A proposta do seriado é narrar os últimos anos de vida de Jesus, através da visão de seus discípulos. É daí que vem o título: The Chosen = Os escolhidos, ou seja, os discípulos escolhidos por Jesus. E esse é o primeiro grande acerto da série, pois vemos a história pelos olhos de humanos, de pessoas como nós, que frequentemente se irritam, se chateiam, não compreendem e até o esculacham Jesus.

Muito mais interessante do que a versão clássica, que fala sobre Jesus como um ser mágico, inacessível e acima de todos. Um ser inquestionável, que não parece experimentar dúvidas, medos ou inseguranças. Difícil se identificar com um protagonista desses, sobretudo quando o outro lado, o lado “do mal”, é tão humano, tão parecido conosco.

Além disso, o seriado retirou boa parte do misticismo da história. Jesus faz milagres? Sim, mas durante as primeiras temporadas ele mesmo parece não tratar isso como algo que lhe confere superioridade.

Uma das cenas que mais me chamou a atenção e que me fez ver que tinha algo ali para valorizar acontece em um episódio no qual uma mulher doente fica perseguindo Jesus, pois acredita que se encostar na túnica dele será curada. Finalmente a mulher o encontra e toca em sua túnica, e de fato fica curada. Quando ela vai agradecer a ele pela cura, ele diz que ELA se curou: “sua fé te curou”.

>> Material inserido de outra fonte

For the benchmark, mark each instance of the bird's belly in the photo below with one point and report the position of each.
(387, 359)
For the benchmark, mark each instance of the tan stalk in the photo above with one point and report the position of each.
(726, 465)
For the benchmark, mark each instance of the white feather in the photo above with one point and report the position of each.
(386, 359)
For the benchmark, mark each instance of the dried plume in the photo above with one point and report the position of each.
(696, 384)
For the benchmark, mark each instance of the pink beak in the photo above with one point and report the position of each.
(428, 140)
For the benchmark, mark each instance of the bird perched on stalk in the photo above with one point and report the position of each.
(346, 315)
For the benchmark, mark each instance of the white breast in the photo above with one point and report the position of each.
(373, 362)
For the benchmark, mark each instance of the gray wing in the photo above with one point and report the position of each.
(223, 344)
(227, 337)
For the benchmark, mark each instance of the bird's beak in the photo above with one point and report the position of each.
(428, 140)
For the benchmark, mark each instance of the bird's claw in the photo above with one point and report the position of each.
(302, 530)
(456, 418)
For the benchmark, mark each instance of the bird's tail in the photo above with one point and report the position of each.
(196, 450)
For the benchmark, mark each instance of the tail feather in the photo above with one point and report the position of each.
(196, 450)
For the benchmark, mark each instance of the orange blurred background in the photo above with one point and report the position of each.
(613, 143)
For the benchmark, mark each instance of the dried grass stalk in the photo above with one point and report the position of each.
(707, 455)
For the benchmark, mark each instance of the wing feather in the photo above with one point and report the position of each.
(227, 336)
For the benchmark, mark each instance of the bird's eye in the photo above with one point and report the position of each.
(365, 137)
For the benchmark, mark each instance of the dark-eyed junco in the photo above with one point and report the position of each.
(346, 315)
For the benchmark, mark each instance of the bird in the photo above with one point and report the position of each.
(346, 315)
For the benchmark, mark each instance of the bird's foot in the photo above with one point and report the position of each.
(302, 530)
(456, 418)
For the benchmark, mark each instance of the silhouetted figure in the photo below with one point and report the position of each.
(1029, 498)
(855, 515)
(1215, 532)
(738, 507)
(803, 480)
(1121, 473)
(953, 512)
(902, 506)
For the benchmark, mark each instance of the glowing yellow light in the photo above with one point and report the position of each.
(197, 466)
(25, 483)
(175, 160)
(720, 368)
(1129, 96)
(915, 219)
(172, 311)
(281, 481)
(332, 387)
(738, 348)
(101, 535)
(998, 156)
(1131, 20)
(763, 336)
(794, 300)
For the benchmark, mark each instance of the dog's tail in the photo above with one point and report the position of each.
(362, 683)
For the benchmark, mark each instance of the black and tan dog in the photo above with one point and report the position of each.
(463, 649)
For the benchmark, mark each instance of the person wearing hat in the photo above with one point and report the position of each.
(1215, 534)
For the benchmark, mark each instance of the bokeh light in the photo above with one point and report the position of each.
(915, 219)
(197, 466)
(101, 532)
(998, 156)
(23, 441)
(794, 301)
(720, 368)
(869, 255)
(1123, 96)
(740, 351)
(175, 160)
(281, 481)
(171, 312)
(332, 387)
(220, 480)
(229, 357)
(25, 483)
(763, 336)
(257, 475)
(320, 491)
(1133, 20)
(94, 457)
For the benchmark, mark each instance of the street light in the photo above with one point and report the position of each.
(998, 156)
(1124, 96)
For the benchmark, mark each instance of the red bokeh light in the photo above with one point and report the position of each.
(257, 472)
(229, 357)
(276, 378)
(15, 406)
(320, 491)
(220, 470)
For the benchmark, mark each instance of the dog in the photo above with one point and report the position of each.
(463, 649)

Ou recado está dado: a mente humana é capaz de adoecer e curar. Finalmente um Jesus com o qual eu posso lidar! Não é tanto sobre negar os milagres, pois quem já viveu muitos anos sabe que ao menos uma vez na vida a gente se depara com coisas impossíveis de explicar, é sobre negar de onde eles vêm: amigo imaginário ou a mente humana?

O seriado também deixa de lado essa dualidade boba do bem contra o mal. Todo mundo ali faz merda, principalmente os apóstolos. Simão Pedro, que vai se tornar uma das principais figuras da Igreja Católica (será o primeiro Papa), faz mais merda que o Rafael Pilha, tem um gênio do cão e por diversas vezes fica putíssimo com Jesus.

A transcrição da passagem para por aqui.